As it turns out, static calls are a poor fit for this. Imagine an interface like

poly1305_init(state)
poly1305_update(state, input)
poly1305_fina(state, digest)

which can be implemented by different libraries. The problem is that
state is opaque, and so it is generally not guaranteed that a sequence
that was started using one implementation can be completed using
another one.

Since the whole point is having a simple library interface,
complicating this with RCU hooks or other crazy plumbing to ensure
that no calls are in progress when you switch one out for another one,
I don't think static calls are suitable for this use case.

> What I'm trying to get at here and apparently saying badly is that I
> want to avoid a situation where lsmod shows the arch module loaded but
> the arch code isn't actually executing.

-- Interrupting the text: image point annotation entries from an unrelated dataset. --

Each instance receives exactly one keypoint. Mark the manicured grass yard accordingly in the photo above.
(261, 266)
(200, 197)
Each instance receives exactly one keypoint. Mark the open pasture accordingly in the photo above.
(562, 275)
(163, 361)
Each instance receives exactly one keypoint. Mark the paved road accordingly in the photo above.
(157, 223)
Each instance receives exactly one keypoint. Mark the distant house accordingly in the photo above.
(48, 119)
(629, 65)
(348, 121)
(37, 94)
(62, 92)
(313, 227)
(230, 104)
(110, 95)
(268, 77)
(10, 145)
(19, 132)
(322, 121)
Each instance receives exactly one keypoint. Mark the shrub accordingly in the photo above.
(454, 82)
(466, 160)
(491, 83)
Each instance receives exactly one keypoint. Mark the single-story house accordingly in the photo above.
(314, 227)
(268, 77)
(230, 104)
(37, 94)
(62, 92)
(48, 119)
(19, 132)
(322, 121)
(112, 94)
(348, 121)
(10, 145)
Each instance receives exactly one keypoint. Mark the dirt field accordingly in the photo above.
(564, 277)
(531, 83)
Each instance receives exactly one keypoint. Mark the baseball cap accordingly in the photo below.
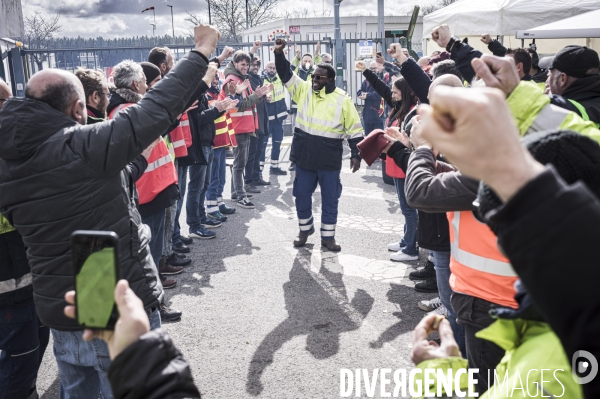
(576, 61)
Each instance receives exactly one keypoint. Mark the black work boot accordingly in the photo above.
(429, 285)
(331, 245)
(427, 272)
(302, 237)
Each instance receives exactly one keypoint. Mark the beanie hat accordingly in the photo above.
(574, 156)
(150, 70)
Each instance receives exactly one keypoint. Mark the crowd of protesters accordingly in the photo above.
(495, 162)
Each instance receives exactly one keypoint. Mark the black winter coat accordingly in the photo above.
(57, 176)
(538, 229)
(202, 126)
(152, 368)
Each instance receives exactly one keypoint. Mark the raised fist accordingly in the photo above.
(206, 38)
(486, 39)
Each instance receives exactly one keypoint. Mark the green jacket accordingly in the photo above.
(533, 112)
(530, 347)
(5, 227)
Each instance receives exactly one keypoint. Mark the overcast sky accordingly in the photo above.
(118, 18)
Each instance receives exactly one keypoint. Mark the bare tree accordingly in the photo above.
(39, 32)
(305, 13)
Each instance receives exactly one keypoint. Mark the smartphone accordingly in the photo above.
(95, 270)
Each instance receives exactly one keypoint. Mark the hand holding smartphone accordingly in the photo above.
(95, 270)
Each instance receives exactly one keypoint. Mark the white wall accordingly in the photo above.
(11, 19)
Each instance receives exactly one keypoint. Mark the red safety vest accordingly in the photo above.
(185, 127)
(159, 174)
(243, 121)
(478, 268)
(178, 141)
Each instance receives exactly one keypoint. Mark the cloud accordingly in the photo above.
(124, 18)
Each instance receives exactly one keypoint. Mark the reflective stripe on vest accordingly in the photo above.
(320, 127)
(279, 115)
(478, 268)
(185, 127)
(583, 112)
(15, 283)
(159, 174)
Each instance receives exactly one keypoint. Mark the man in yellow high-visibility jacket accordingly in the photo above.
(326, 116)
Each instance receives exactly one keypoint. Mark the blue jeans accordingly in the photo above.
(441, 259)
(240, 158)
(83, 365)
(276, 131)
(252, 173)
(218, 175)
(156, 222)
(23, 341)
(182, 183)
(197, 188)
(410, 221)
(370, 126)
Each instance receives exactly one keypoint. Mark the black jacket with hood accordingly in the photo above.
(57, 176)
(202, 126)
(586, 91)
(434, 188)
(247, 102)
(169, 195)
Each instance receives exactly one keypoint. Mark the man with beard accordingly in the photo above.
(317, 147)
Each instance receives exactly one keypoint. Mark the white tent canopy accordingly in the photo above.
(584, 25)
(503, 17)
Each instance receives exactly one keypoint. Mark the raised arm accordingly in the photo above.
(296, 86)
(109, 146)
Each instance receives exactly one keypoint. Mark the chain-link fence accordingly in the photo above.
(353, 45)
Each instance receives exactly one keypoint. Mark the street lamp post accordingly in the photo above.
(246, 14)
(172, 23)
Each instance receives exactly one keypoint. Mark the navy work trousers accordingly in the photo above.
(305, 185)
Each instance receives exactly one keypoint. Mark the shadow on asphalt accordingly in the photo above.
(313, 312)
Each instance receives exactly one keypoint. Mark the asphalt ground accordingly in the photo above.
(264, 319)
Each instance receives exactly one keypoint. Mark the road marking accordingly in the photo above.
(356, 222)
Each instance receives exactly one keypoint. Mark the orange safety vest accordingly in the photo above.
(224, 133)
(478, 268)
(243, 121)
(159, 174)
(178, 141)
(185, 127)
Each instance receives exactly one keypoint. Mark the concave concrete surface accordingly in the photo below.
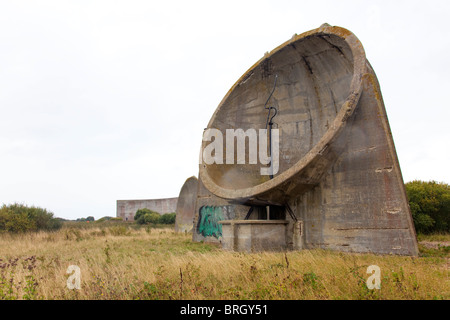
(319, 82)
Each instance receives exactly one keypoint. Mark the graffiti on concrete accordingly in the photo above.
(208, 221)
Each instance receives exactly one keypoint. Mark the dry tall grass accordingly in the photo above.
(123, 263)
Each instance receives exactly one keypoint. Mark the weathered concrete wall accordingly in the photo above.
(254, 235)
(126, 209)
(339, 171)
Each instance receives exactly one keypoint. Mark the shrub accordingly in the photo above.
(430, 205)
(168, 218)
(21, 218)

My goal here is to allow the generic library to be loaded with or
without the arch code, with the arch code always being used when it is
loaded. This is what I implemented using weak references, but it
requires a tweak in the module loader (two lines but not pretty).
Using weak references preserves the dependency order, since the
generic module will depend on the arch module (and up the refcount) it
any of its weak references were fulfilled by the arch module in
question. Using static calls will invert the dependency relation,
since the arch code will need to perform a static_call_update() to
make [users of] the generic library point to its code. How this works
with managing the module refcounts and unload order is an open
question afaict.

> Regardless of how everything
> gets wired up (static calls, weak refs, etc), the system's behavior
> should match the system's configuration, which means that we should
> not allow any improper order of loading things so that everything
> *appears* to be loaded but does not actually function.
>

Yes. that is the whole point.

> Saying "modprobe will do the right thing and let's not worry about
> silly admins using insmod directly" is not a good solution.

Agreed.

I have disregarded static calls and weak references for the time
being, and I will proceed with an implementation that uses neither.
The downside of this is that, e.g., we are forced to load the NEON
module on non-NEON capable hardware without calling any of its code,
but this is basically the Zinc situation only with the NEON and the
generic code living in different modules.